Pandemi, savaş, enflasyon, maliye politikaları, deprem ve neticede taşınmaz ve kira dünyasında 2020-2023 arası yaşanan çılgın artışlar hepimizin malumu. Yanı sıra devletin konut kiralarına getirdiği %25 artışı ve ticari kiralamalardaki TÜFE artış sınırlamaları kira dünyasını allak bullak etmeye yetti.
Yüz binlerce kira artışı ve tahliye davası mahkemeleri tıkadı. Belki biraz çare olur diye yasaya işlenen arabulucuya başvurma zorunluluğu ise Eylül 2023’ü bekliyor. Mahkemeler ve hukuk dünyası bu haldeyken, salt bize mahsus paralel “muvazai kontratlar” furyalarıyla da uğraşıyor.
Kira geliri için şirketler, vatandaşlar ciddi vergiler ödemek zorunda. Gel gelelim mülk sahiplerinin ve ticari kiracıların ciddi bir kesimi maliyet yaratan bu vergileri ödememek için her yolu denemekte. Gerçi yeni bir hal değil, belki yaşım kadar eskiye gider. Pek çoğunuzun bildiği üzere özellikle ticari kiralarda mal sahibi kiraya verenin kira gelir vergisini düşük ödemesi, yanı sıra kiracının düşük miktarda stopaj ödemesi için sözleşmedeki aylık/yıllık tutarların düşük gösterilmesi maalesef yerleşik bir uygulama.
Yüz bin liralık aylık kiranın on bin lirası bankaya yatar, kalanı mal sahibine elden ödenir. Mal sahibi-kiralayan ilişkileri düzgün giderken bu durum devam eder. Ne zaman ki ilişkiler dahili ve harici etkenlerle bozulur sistem error verir. Mal sahibi çekmecedeki diğer yüksek miktarlı kontratı çıkarır ve atağa geçer. Kiracı da elindeki düşük miktarlı kontrata sarılır. Mahkemeler de vergi idaresi de herkes bu oyunu iyi ezberlemiştir esasen.
Noktanokta.com sitesindeki kira ve satış rakamlarını vergiye esas kabul edin, yüz milyarlarca liralık vergi açığını görmeniz için yeterli. Yanı sıra hiç beyan edilmeyen yüz binlerce kontrat vardır mesela mı? Bodrum, Çeşme, Antalya gibi yerlerde aylık evlerin kirası yüz binlerle ilanda. Hangisi için düzgün vergiler ödeniyor?
Bakalım mahkemelerimiz bu şekilde sunulan çift kontratların hangisine itibar ediyor? Her olayın kendisine has örgüsü ve de neticeleri var elbette ancak aşağıdaki karar bize bir ip ucu veriyor.

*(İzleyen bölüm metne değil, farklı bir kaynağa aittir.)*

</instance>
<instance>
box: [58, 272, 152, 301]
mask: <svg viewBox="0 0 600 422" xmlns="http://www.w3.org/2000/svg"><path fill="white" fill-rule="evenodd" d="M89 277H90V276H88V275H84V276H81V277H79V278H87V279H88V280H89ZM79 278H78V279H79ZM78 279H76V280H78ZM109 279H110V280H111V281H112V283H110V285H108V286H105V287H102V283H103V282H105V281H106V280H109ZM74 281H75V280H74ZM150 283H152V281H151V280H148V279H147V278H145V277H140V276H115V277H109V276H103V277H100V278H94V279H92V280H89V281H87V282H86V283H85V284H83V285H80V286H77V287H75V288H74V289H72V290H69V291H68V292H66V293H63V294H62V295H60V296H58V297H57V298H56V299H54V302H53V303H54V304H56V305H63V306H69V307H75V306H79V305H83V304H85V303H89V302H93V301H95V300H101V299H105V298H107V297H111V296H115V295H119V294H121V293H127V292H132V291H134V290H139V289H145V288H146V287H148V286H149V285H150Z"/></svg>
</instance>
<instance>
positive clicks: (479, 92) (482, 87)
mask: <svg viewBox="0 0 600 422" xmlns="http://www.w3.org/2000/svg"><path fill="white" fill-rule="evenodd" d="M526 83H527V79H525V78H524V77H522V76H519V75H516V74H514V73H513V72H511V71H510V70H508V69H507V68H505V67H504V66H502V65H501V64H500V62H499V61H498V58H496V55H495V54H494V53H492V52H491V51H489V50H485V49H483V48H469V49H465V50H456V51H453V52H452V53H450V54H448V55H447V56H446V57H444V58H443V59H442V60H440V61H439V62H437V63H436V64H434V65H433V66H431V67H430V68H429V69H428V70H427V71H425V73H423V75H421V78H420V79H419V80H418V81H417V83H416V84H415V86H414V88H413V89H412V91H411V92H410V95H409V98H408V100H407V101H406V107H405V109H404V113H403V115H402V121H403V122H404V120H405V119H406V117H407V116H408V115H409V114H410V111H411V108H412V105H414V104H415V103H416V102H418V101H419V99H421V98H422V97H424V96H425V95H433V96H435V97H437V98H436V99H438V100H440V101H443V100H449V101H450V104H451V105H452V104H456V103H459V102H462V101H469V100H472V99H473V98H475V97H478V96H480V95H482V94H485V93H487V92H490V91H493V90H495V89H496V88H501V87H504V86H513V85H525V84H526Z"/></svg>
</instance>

Kiracı tarafından ibraz edilen “düşük kira bedelli” ikinci kira sözleşmesinde ilk sözleşmenin feshedildiği ya da sona erdirildiği yönünde bir şerh bulunmadığı gibi ilk sözleşmenin yapılmasından sonra aylık kira parasının indirilmesinin de “hayatın olağan akışına aykırı olduğu” ve kiracının dayandığı kira sözleşmesinin kira bedelini belirlemenin dışında başka bir nedenle düzenlendiği anlaşıldığından tarafların iradesini yansıtan takibe dayanak… Başlangıç tarihli yazılı kira sözleşmesi dikkate alınmak suretiyle sonucuna göre karar verilmesi gerekirken yazılı şekilde karar verilmesi doğru değildir” denilerek, mahkemelerin taraflar arasındaki muvazaayı bir tarafa bırakarak yüksek miktarlı kontrata göre hareket etmesi gerektiğinin altını çiziyor.
Bu nedenle PARALEL! Yani çift kontratlar düzenlerken vergi suçu işlenmesinin doğuracağı vicdani, ahlaki, mali, idari, cezai düşünceler ve yanı sıra alına yüksek riskler bir yana, doğuracağı hukuki sıkıntıları da düşünmek ve ciddiyetle sakınmak gerekiyor. En azından mahkemelerin bunu artık “yemediğini” yukarıdaki emsal Yargıtay kararı bize söylüyor.
Tüm okurların Ramazan bayramlarını kutlar esenlikler dilerim.